OA Now back issues
 Search OA Now
Archive

March 15, 2004

COMMENTARY

The many-copy problem and the many-copy solution

Peter Suber is a research professor at Earlham College in Richmond, Indiana, and the Open Access Project Director at Public Knowledge in Washington, D.C. He is one of the leading advocates of Open Access and an eloquent commentator on the trends and promises of Open Access models. Here, Suber writes about the response he anticipates to what he calls "the many-copy problem", the multitude of mirrored articles that Open Access could generate.

Too many copies?
As soon as we provide open access to an article, we should expect copies to proliferate around the world. The archive or journal where the article first appeared will make back-ups and may have mirror sites. The Internet Archive will make and store copies, and search engines, like Google, will put copies in their cache. Readers who find the article especially important for their teaching or research might post copies on their own web sites. Others will circulate copies as e-mail attachments. Readers will have offline copies on their hard drives that have been produced by their browsers, locally searchable databases, or other applications. Many users will make and keep printouts.

Insofar as this proliferation causes trouble, let me call it the "many-copy problem". Insofar as it solves problems, let me call it the "many-copy solution". Open access undoubtedly triggers both.

The many-copy solution
Before we despair, let's start with the good news. Here's a sketch of the many-copy solution.
Mirror, mirror on the web, which of the
copies should be read?

The proliferation of copies shows that copying is physically or technically possible. In the case of open-access literature, copying is also legally permissible. When it is both, then licensing agreements and software to enforce them haven't locked up the content and made it uncopyable. The proliferation of permissible copies shows that the technical and legal freedom to make and distribute copies is intact, which is a key part of the free exchange of information.

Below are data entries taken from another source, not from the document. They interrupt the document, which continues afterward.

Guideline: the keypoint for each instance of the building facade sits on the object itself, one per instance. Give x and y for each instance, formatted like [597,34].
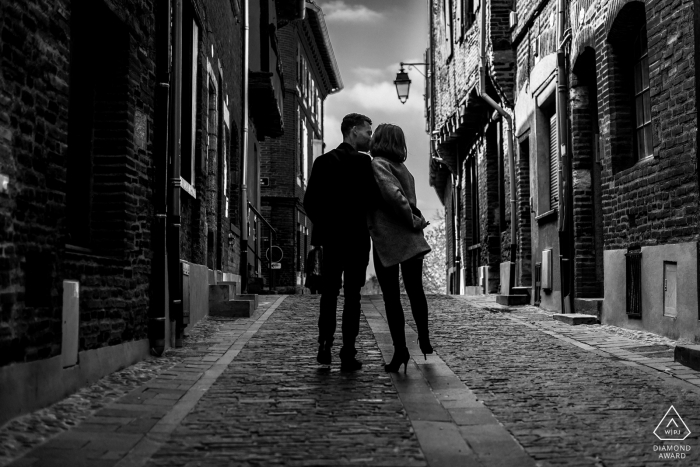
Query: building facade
[123,126]
[603,103]
[311,74]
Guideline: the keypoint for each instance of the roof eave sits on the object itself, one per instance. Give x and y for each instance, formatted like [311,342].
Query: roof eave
[317,22]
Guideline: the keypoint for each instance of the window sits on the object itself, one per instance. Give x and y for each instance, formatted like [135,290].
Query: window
[304,162]
[189,95]
[447,17]
[468,14]
[553,163]
[642,99]
[464,17]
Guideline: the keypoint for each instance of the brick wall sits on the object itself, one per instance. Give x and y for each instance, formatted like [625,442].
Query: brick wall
[113,260]
[280,157]
[206,228]
[652,201]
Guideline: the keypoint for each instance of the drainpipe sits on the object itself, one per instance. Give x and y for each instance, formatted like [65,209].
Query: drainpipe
[565,173]
[511,156]
[244,153]
[174,208]
[156,325]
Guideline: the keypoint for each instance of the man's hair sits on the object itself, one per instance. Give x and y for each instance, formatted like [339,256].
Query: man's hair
[388,141]
[352,120]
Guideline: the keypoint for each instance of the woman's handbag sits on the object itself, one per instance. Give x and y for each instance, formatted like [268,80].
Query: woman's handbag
[313,268]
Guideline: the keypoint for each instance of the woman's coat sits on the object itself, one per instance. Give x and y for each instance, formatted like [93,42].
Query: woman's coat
[395,223]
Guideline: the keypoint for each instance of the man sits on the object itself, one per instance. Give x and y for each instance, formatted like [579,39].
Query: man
[336,202]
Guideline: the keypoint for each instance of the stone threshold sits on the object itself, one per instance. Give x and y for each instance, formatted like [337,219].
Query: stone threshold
[129,431]
[452,426]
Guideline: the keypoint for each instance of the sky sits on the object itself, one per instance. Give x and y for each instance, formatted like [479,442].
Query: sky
[370,38]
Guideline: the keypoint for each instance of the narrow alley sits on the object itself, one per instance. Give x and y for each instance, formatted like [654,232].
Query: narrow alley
[507,387]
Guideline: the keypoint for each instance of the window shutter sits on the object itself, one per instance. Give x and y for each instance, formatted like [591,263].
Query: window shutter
[553,163]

The proliferation of copies is insurance against disaster. If one copy is deleted or corrupted, the other copies will probably survive. This fact was made a deliberate preservation strategy by LOCKSS (Lots of Copies Keeps Stuff Safe), a peer-to-peer (P2P) network of self-correcting archive mirrors (see Who, What & Why? in this issue).

The proliferation of copies is a hedge against censorship, not just against deletion and corruption. When the Bush administration started pruning web sites controlled by the US government, removing valid science that might help terrorists and valid science that might support abortion-choice advocates, it was serenely unaware that copies of the same files existed elsewhere on the Internet. It doesn't matter whether the censor is trying to save lives or distort science. You can only remove the copies you control and the copies you know about. Open access increases the odds that these aren't the only copies online, let alone offline in printouts and on hard drives.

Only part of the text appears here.